Après avoir affirmé en commençant que la vérité absolue est une chimère et que toute vérité est relative, la page d’après, suivant la remarque faite par M. Marion[1], il n’aspire à rien moins qu’à pénétrer d’emblée dans le sein même de l’absolu où il nous faut, non sans peine, tâcher de le suivre. Un des principaux dogmes, on le sait, du positivisme, est l’anéantissement des causes et des substances, et particulièrement de la substance du moi. Pour les positivistes le moi n’est qu’une sorte de fantôme métaphysique, avec lequel ils prétendent en finir pour jamais, en montrant qu’il se résout en une pure collection et succession de phénomènes.

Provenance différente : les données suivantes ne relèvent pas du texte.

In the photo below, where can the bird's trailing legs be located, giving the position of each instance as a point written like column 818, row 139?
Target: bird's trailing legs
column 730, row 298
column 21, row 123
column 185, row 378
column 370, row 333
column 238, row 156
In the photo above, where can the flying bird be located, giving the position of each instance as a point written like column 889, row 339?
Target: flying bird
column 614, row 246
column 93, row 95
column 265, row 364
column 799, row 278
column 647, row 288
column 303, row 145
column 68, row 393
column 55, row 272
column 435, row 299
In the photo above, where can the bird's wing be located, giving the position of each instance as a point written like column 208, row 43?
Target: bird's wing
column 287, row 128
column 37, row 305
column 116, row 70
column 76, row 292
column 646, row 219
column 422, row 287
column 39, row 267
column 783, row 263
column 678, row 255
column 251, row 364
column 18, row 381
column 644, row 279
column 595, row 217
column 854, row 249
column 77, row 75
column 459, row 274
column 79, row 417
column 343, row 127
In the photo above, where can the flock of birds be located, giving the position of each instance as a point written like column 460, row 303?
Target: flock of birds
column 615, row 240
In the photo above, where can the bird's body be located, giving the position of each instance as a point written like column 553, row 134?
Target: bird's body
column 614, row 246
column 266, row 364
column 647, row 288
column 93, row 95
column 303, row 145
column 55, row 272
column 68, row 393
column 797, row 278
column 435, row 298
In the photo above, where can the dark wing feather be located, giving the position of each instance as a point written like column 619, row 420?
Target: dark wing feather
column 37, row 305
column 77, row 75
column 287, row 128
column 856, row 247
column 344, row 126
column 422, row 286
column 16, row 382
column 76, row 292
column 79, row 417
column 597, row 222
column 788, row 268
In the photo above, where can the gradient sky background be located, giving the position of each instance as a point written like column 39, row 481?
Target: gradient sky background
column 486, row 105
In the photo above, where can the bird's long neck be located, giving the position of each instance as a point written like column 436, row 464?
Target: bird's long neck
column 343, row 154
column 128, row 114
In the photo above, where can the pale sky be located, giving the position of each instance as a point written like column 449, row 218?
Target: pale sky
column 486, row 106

M. Dumont n’hésite pas, ce dont nous lui savons gré, à se séparer du positivisme en ce point fondamental. « Le moi, dit-il, n’est plus conçu par les psychologistes, qui ont maintenu leur science dans le courant des études expérimentales, que comme une somme de sensations successives ou simultanées[2]. » Remarquons d’abord qu’il n’a pas servi grand’chose à ces sages psychologistes de se maintenir, d’une manière si digne d’éloge, dans le courant des études expérimentales, pour aboutir, de l’aveu de M. Dumont, à une erreur qui met en singulier péril tous les fondements de leur édifice. Une substance lui semble, en effet, nécessaire comme à nous, et j’oserais presque dire ici, comme à tout homme de bon sens, pour l’élaboration de la pensée. Elle lui semble nécessaire, à se placer même au seul point de vue de la sensibilité. En effet le plaisir et la douleur, quoique corrélatifs, comme il le dit, à un grand nombre de faits, conservent les caractères d’un état général indivisible et ne paraissent pas se prêter à une semblable analyse. Il aurait pu ajouter que tous les autres phénomènes de l’âme ne paraissent pas s’y prêter davantage.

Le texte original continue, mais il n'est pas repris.